By Sam Weiner
It was 11:30 on the night of my birthday and all I felt was exhausted. After going to classes at Hebrew University for the morning, we spent a solid three hours driving up to Tzfat, stopping only for dinner at a delicious humus place off the highway, and then immediately ran over to Rav Noah’s house to continue working on making our Tefillin for another couple hours. While the day had been very fun and eventful, I was only really thinking about getting some shut-eye. I wouldn’t have the opportunity to do so quite yet because we had a late night private concert from the two-person band, “Simply Tzfat.” We were seated around our performers in a couple rows in the dining room of the Noah’s home. The band itself consisted of one Hasidic man on guitar and another on violin, I really had no idea what to expect for our first night in Tzfat and whether I would get anything out of it. Yet once they started playing I knew that this would be a night that I wouldn’t forget.
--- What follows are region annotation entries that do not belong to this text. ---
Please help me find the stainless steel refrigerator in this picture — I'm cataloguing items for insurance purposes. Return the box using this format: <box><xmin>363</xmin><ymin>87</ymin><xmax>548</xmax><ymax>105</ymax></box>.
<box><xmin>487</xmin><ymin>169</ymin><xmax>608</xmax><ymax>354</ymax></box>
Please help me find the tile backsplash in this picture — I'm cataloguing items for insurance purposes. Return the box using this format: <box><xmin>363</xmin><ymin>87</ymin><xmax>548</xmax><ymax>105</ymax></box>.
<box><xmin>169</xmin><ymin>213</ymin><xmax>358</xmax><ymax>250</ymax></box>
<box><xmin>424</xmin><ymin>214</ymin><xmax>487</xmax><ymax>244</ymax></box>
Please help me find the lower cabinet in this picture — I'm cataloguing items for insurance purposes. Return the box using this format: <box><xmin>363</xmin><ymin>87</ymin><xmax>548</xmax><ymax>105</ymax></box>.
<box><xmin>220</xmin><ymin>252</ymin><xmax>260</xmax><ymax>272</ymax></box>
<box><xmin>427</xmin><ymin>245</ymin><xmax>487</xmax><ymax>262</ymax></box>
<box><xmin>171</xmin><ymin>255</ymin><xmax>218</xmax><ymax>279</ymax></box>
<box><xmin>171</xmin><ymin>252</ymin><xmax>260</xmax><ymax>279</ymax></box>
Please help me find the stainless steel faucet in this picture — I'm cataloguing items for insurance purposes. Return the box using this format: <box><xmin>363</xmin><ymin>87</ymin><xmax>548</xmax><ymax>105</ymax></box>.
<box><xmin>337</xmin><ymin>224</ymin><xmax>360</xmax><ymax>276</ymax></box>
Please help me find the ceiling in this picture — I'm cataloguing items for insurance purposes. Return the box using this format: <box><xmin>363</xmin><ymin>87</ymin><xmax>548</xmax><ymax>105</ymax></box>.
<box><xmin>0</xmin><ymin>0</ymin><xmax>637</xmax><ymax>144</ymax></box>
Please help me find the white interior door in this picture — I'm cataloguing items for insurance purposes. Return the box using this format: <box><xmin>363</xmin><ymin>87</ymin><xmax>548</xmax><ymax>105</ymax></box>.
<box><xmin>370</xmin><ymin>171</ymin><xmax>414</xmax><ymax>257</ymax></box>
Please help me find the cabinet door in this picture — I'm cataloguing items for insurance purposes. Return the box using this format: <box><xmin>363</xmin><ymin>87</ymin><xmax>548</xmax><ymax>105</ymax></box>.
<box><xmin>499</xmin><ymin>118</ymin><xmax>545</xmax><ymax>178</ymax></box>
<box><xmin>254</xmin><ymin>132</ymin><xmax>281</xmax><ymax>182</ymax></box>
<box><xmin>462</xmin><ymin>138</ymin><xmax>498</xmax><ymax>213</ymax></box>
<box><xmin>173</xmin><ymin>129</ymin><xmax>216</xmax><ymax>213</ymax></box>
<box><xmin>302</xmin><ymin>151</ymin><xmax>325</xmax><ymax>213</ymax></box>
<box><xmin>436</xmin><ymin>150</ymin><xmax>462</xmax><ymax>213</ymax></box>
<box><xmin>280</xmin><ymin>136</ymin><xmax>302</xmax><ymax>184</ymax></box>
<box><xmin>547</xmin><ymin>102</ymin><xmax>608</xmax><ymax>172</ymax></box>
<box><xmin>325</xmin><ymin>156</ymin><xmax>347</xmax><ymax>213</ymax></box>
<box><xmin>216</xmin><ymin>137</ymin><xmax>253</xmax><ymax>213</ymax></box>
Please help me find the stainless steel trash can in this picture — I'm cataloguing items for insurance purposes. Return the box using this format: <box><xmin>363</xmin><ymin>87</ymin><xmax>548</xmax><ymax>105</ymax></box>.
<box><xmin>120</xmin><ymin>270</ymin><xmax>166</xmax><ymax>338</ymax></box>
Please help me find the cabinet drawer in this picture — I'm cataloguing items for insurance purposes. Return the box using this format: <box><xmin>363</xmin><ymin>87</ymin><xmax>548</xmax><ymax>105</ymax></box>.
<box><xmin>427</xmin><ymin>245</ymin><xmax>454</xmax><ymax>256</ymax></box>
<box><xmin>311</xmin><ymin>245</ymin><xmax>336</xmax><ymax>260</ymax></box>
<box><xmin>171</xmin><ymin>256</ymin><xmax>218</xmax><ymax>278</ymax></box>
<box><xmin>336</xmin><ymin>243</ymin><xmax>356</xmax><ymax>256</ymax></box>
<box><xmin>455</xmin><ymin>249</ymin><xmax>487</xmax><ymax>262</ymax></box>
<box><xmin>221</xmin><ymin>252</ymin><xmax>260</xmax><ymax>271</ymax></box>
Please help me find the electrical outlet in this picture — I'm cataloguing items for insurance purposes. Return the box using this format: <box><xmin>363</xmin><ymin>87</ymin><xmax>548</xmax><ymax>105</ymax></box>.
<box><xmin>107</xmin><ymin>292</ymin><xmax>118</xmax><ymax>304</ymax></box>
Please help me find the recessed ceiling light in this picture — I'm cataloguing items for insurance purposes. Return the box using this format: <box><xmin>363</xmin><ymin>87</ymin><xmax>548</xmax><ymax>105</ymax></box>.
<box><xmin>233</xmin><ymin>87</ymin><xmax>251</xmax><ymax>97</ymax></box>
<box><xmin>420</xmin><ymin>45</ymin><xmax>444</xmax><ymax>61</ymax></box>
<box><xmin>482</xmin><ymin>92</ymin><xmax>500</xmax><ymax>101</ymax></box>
The band opened up by playing some familiar nigunim that many of us typically sing during Kabbalat Shabbat services. They were clearly very talented from a musical perspective but what I really admired was their vibrant energy they had in their performance. Their joy in playing was palpable and also contagious as many of us began to either sing along or even play along with the band with some tambourines and other small drums handed out to us during the concert. The songs they played seemed to flow seamlessly into one another, only interrupted by some story-telling from the band or applause from the audience.
After a particularly impressive violin solo from the band, we couldn’t sit in our seats any longer. The girls ran to a different room while the boys stayed and we both simultaneously began singing and dancing in circles. Suddenly, I was caught off-guard when people lifted me up in a chair bar mitzvah style. It was incredible how I began the night ready to go to bed but now I felt like I could continue to sing and dance all through the night. Simply Tzfat served as a catalyst to not only bring our group closer together but also to get us anticipating Shabbat happening the following night. The concert as served as a primer to think about as Jews what types of rituals we engage in within our communities and how they compare to ones in other places. Nonetheless, this night was an expected joy for many of us and served as an excellent introduction to simple yet vibrant city of Tzfat.